Energies renouvelables

Marie-Noëlle Battistel est quant à elle intervenue sur les titres I (objectifs de la transition énergétique), V (énergies renouvelables) et VII (efficacité et compétitivité). Sur le développement des énergies renouvelables, l’énergie photovoltaïque offre les perspectives les plus prometteuses. Une partie importante du rapport est aussi consacrée à l’hydroélectricité “la plus compétitive du mix énergétique”, souligne la rapporteur. La mission est favorable au regroupement des bassins et à la méthode du “barycentre”. Quant à la méthanisation, le rapport reconnaît que la France “part de très loin tandis que d’autres pays européens se sont engagés plus nettement sur cette voie (…), il faut multiplier par quatre la puissance installée d’ici 2020”. Difficile également de conclure que la loi marque une réelle impulsion en matière d’éolien : “La production a certes augmenté ; malgré tout, l’éolien a du mal à s’imposer, notamment par rapport à l’acceptabilité sociale et pour des raisons tenant aux difficultés d’implantation”.

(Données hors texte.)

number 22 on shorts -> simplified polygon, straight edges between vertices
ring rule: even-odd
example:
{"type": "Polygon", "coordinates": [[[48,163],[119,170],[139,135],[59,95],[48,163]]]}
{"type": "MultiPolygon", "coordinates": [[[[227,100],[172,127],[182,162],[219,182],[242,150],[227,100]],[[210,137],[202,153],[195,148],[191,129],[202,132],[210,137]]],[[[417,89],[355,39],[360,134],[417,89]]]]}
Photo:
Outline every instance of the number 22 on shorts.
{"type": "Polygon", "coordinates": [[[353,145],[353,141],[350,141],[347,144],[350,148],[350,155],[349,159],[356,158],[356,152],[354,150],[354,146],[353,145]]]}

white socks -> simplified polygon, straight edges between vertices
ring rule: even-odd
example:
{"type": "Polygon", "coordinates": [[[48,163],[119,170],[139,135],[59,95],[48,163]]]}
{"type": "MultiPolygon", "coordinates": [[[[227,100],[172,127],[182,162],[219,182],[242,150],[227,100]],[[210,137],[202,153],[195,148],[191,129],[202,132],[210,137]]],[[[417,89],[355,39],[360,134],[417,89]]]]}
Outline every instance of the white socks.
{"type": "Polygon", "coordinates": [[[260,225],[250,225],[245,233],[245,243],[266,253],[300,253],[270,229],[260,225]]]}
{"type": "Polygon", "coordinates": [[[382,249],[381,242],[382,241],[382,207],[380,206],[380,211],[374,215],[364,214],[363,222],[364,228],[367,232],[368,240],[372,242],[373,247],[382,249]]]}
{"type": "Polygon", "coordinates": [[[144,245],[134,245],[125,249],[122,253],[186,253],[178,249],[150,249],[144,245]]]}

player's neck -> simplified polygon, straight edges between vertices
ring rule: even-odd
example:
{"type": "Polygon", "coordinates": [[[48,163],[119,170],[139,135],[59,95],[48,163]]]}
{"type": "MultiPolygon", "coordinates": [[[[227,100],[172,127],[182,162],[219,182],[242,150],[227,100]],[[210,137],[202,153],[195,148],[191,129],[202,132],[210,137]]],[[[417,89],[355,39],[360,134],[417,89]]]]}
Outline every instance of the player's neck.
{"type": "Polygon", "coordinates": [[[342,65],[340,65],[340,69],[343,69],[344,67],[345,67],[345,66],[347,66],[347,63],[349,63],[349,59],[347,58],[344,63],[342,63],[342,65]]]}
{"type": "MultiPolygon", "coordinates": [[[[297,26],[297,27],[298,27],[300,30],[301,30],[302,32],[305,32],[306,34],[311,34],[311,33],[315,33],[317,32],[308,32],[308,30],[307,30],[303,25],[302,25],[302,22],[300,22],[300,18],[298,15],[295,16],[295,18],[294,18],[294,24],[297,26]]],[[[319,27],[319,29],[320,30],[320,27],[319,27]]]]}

L’aspect financier est tout juste évoqué. “Les leviers sont très peu situés dans le champ fiscal mais essentiellement dans le domaine économique”, remarque Marie-Noëlle Battistel. Pour conclure son intervention, la rapporteure fait également part de trois suggestions : revoir la définition des cours d’eau, prévoir une cartographie précise et réviser le classement des cours d’eau à chaque révision de Sdage ou de Sage ; revoir les conditions d’indemnisation des dommages miniers ; prévoir un débat annuel au Parlement sur les questions énergétiques.
Le rapport comporte enfin de nombreuses propositions pour faciliter la réussite de la transition énergétique outre-mer, notamment en confortant les agences locales de l’énergie.